Legislators: Just say no to spending bills

In the 23rd Legislative District and 1st Congressional District, we are represented by a delegation that has never seen a tax or spending bill they didn’t like.

It’s been a number of legislative sessions that the Legislature hasn’t been able to get out a balanced budget, regardless that it’s their job. Only in the latest session did some guys get brave to break from tradition, finding some agreement between the two parties and getting a budget rolling in the Senate. It happened only two days from the session’s end, meaning there would be yet another special session — read “spend more money unnecessarily” — down there in Special Session City (that’s “Olympia” on the maps). Our legislators keep saying it’s not easy to balance the budget. That complaint is tiresome; it was very easy to spend and tax back when the economy was rolling; none of the delegation has resigned because life is so hard in office.
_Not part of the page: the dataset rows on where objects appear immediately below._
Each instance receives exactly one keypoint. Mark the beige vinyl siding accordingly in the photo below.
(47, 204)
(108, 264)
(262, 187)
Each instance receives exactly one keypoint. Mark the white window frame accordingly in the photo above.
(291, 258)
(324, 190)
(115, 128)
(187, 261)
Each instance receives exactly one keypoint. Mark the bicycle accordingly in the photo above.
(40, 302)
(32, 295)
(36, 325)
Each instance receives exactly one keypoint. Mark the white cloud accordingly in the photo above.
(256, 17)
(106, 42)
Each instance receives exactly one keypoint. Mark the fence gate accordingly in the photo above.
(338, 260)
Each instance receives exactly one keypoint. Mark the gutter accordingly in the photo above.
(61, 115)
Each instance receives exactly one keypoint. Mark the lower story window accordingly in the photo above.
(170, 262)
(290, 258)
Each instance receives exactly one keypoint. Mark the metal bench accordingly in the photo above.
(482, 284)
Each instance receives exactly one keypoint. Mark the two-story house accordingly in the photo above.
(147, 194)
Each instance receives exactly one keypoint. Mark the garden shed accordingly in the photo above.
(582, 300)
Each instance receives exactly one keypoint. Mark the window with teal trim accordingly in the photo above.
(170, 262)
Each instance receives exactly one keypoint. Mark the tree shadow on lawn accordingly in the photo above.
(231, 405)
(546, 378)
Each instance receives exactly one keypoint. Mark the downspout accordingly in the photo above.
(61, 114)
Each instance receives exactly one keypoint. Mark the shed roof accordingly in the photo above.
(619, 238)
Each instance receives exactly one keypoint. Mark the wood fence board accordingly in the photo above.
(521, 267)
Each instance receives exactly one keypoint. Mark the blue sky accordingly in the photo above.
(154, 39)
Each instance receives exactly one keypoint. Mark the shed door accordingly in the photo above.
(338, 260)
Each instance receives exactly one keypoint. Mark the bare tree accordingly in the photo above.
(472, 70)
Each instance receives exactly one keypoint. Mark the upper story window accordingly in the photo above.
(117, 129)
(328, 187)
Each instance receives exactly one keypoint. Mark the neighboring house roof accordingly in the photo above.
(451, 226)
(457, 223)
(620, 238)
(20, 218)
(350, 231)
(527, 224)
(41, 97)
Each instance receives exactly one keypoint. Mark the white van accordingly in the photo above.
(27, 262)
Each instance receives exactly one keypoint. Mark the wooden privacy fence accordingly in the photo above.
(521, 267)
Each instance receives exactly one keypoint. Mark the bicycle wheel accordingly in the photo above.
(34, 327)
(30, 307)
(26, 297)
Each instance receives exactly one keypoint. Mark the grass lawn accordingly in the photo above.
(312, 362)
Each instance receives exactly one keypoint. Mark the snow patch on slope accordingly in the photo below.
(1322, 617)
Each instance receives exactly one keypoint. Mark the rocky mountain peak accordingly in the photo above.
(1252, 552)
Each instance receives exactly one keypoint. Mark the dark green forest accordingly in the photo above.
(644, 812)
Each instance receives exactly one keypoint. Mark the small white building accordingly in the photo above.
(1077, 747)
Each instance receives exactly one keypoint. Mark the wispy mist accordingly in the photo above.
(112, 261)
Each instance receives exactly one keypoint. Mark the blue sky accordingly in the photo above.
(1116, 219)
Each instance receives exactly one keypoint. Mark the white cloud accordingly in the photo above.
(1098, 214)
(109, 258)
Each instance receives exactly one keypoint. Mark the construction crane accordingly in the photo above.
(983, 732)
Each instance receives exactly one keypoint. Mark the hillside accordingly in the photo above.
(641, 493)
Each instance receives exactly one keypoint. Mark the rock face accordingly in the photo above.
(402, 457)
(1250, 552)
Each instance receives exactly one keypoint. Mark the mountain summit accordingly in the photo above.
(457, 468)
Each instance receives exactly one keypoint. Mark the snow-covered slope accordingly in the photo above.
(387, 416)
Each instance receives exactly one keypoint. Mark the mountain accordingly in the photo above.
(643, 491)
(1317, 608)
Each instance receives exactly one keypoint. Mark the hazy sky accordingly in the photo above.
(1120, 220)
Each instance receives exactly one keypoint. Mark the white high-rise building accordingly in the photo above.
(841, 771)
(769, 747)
On the congressional level, we’re now unrepresented by a man who needs to quit so he can run for another office, plus the taxpayers must pay for a special election for his replacement. Maybe he ought to pay for the special election out of his own pocket.

This delegation has helped administrations of both parties spend us into oblivion, with unmanageable deficits and astronomical debt. Deficit spending is about buying votes to keep in office. The national debt will bring us disaster that won’t be accounted for by those responsible.

This fall, there are five positions awaiting our votes for the state Legislature and the U.S. House and Senate. We need people in Special Session City and Washington, D.C., who will vote “no” on some spending bills.